Ahora Ahora La Quiaca Provinciales

Nadie pone en dudas la eficacia de la cuarentena aplicada por el gobierno de la nación en términos de salud pública. La misma, hoy se encamina por un sendero de flexibilizaciones focalizadas, para promover la reactivación lenta, pero segura de la economía argentina.

En este proceso de aperturas graduales, el gobierno deberá consensuar un protocolo sanitario a la brevedad para salvar la industria tabacalera, la cual ante el desabastecimiento de cigarrillos puso en jaque a toda la cedena productiva de la actividad.

Un cigarrillo posee una carga fiscal del 80%, de cuya recaudación participan además del estado, los productores y los trabajadores del sector (FET), ante esta carencia toda la estructura del negocio colapsa.

Desde ayer, el desabastecimiento de cigarrillos, por erosión de stock, ante el cierre de las dos grandes fábricas del país desde el 20 de marzo es una noticia oficial. Este hecho reviste una gravedad preocupante en la estructura de valor de la actividad tabacalera, en especial sobre los trabajadores, tanto en la fase primaria del cultivo, donde ni siquiera pudieron terminar la cosecha 19-20 y están en absoluta incertidumbre con respecto a la campaña 20-21 (Salta y Jujuy), ya que hasta la fecha no pudo acordarse el precio del tabaco.

En cuanto a la etapa de procesamiento de la materia prima en las plantas de acopio, quedaron sin concluir por la irrupción de la cuarentena. Hoy todos los empleados implicados en esos eslabones están preocupados por mantener sus puestos de trabajos, como también los beneficios de sus obras sociales, las cuales al no haber venta de cigarrillos, no reciben la alícuota de asistencia del Fondo Especial del Tabaco.

Es decir, el desabastecimiento, impide que el gobierno recaude 700 millones de pesos diarios, de donde salen los recursos para sostener la producción (parte del precio del tabaco destinado a los productores, con lo cual afrontan salarios de miles de empleados rurales) y el proceso de semi-industrialización que se realiza en planta, donde otros miles de trabajadores están en una preocupante incertidumbre.

La situación es apremiante, el consumo de tabaco esta siendo atendido por la proliferación de cigarrillos clandestinos, que no tributan al estado, por lo cual no hay retorno a para los actores de la actividad (trabajadores y productores).

Desde el sindicato SUETRA, el Secretario General de Perico, Daniel Azcurra, comentó su profunda preocupación ante la retracción de la industria, ya que los recursos de la obra social y los beneficios de los afiliados pueden verse comprometidos.

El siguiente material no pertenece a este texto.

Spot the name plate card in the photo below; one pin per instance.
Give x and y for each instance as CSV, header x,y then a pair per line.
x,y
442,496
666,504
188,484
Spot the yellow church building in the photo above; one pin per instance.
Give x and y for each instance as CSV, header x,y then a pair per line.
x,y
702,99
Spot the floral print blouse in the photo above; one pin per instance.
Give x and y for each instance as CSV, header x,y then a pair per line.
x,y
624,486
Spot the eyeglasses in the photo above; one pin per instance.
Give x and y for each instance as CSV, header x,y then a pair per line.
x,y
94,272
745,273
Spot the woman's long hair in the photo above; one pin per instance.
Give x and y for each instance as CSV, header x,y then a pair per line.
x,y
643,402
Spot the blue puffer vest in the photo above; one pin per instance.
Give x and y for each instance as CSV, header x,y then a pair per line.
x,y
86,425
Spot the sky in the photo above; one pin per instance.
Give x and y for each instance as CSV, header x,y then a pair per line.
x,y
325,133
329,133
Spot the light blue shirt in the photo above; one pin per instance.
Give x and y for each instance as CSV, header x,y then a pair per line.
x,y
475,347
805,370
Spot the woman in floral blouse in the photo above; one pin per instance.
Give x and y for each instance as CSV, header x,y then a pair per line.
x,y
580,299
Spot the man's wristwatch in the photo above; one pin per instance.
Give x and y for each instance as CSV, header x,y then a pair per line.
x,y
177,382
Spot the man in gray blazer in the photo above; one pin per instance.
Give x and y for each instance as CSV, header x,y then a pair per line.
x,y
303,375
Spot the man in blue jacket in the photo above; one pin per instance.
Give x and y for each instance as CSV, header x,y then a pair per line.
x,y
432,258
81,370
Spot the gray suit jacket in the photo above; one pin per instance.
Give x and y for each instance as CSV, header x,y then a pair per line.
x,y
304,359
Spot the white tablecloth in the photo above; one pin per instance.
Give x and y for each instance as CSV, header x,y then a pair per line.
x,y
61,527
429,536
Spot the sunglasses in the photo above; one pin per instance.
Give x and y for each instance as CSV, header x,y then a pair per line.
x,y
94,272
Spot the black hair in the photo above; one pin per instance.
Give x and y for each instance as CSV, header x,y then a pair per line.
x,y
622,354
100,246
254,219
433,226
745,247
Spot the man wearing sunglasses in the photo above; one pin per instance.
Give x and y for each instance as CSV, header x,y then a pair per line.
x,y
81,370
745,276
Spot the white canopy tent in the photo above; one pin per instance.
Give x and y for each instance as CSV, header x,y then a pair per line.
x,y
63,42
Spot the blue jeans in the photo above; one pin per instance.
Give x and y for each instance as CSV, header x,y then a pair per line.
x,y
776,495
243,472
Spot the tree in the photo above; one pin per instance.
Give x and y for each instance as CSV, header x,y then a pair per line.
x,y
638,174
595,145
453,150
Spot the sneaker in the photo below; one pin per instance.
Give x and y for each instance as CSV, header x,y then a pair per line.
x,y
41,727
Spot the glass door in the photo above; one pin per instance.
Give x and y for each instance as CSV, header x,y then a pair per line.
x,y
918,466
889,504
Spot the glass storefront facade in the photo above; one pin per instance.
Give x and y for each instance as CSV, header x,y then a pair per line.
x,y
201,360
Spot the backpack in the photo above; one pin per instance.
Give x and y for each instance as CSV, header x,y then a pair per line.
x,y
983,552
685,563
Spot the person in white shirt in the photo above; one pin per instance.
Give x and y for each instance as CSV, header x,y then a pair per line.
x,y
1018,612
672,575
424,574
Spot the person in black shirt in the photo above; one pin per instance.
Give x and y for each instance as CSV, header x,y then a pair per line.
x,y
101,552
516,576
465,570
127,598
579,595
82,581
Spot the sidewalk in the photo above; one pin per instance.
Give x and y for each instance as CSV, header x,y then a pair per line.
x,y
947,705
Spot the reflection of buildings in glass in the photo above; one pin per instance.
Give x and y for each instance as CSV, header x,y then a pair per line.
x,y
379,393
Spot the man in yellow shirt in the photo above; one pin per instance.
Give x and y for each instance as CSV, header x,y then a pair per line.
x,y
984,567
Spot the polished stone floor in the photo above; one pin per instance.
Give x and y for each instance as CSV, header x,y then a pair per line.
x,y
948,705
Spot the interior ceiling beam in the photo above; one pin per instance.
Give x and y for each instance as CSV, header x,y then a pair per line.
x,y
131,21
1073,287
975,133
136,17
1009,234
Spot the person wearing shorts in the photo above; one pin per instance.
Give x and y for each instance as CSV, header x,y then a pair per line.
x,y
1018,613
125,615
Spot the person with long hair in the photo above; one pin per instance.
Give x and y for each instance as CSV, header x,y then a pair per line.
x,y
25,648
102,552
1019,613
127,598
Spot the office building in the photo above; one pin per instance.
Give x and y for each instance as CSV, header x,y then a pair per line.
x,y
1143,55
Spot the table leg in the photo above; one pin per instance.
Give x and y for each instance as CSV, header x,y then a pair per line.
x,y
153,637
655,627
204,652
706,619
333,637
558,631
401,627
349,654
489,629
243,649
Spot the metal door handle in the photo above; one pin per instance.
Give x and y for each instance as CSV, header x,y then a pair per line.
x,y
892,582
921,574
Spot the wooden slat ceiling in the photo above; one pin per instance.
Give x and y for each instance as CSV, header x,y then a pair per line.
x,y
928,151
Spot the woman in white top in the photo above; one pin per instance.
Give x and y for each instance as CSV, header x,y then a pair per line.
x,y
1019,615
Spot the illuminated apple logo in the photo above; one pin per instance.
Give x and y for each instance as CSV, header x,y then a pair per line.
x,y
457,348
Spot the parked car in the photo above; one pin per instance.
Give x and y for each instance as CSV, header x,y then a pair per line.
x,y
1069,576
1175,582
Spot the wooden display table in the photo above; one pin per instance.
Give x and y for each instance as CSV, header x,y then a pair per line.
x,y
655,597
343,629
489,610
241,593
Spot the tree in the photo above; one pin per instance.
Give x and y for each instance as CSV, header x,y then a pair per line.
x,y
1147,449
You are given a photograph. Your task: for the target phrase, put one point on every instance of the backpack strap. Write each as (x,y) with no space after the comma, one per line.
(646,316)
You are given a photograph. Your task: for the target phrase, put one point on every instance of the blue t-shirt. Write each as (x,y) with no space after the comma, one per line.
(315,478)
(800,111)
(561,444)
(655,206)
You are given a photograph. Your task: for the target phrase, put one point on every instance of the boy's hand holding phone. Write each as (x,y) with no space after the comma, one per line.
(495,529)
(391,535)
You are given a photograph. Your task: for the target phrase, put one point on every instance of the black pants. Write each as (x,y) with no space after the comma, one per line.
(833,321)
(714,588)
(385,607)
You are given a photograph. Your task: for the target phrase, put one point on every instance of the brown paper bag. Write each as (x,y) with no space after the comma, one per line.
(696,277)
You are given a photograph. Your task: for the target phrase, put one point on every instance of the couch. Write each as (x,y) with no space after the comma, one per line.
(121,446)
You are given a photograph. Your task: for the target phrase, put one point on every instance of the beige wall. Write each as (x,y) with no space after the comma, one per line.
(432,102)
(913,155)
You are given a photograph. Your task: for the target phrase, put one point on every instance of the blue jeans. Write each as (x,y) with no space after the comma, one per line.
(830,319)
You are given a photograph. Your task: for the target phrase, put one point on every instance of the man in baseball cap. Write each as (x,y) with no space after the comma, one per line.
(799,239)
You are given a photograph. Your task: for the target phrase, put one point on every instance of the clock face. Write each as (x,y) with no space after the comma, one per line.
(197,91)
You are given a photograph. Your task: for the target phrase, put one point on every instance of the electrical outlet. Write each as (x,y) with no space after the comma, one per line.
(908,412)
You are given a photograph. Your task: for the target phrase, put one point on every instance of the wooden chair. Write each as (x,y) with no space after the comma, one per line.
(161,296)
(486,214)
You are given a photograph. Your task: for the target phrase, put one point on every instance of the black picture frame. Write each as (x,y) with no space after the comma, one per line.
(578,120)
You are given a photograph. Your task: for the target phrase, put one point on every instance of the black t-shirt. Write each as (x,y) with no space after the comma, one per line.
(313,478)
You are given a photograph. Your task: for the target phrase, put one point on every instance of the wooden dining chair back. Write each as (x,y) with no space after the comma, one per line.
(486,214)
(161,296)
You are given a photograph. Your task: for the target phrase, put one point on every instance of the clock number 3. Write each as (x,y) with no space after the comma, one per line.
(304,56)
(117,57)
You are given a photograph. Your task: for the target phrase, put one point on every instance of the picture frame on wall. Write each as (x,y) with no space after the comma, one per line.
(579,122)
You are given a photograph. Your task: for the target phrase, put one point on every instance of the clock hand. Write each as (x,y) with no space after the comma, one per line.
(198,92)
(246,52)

También El Secretario del Sindicato de Obreros del Tabaco OSPIT, Alfredo Barros manifestó la gravedad de una situación compleja, que debe ser resuelta en el corto plazo, ya que si no se normaliza el FET habría consecuencias apremiantes.

En tanto, el diputado provincial Alejandro Snopek (PJ) aseguró que los municipios y las provincias tabacaleras ya presentaron los protocolos ante el Ministro de la Producción, Matías Kulfas, de quien se aguarda pronta aprobación. En la misma línea el Ministro de Agricultura, Ganadería y Pesca de la nación, Luis Basterra aseguró que a la brevedad las fábricas de cigarrillos regresarán a la actividad, aunque con una producción modesta.

Todo indica, que el gobierno deberá anunciar en las próximas horas, o días sin más dilación, la autorización de esta importante actividad. Sin embargo, la situación del sector seguirá siendo crítica en las provincias de Jujuy y Salta, ya que arrastra numerosas dificultades que deberán enfrentar en las semanas siguientes, de donde, se advierte, habrá una retracción histórica.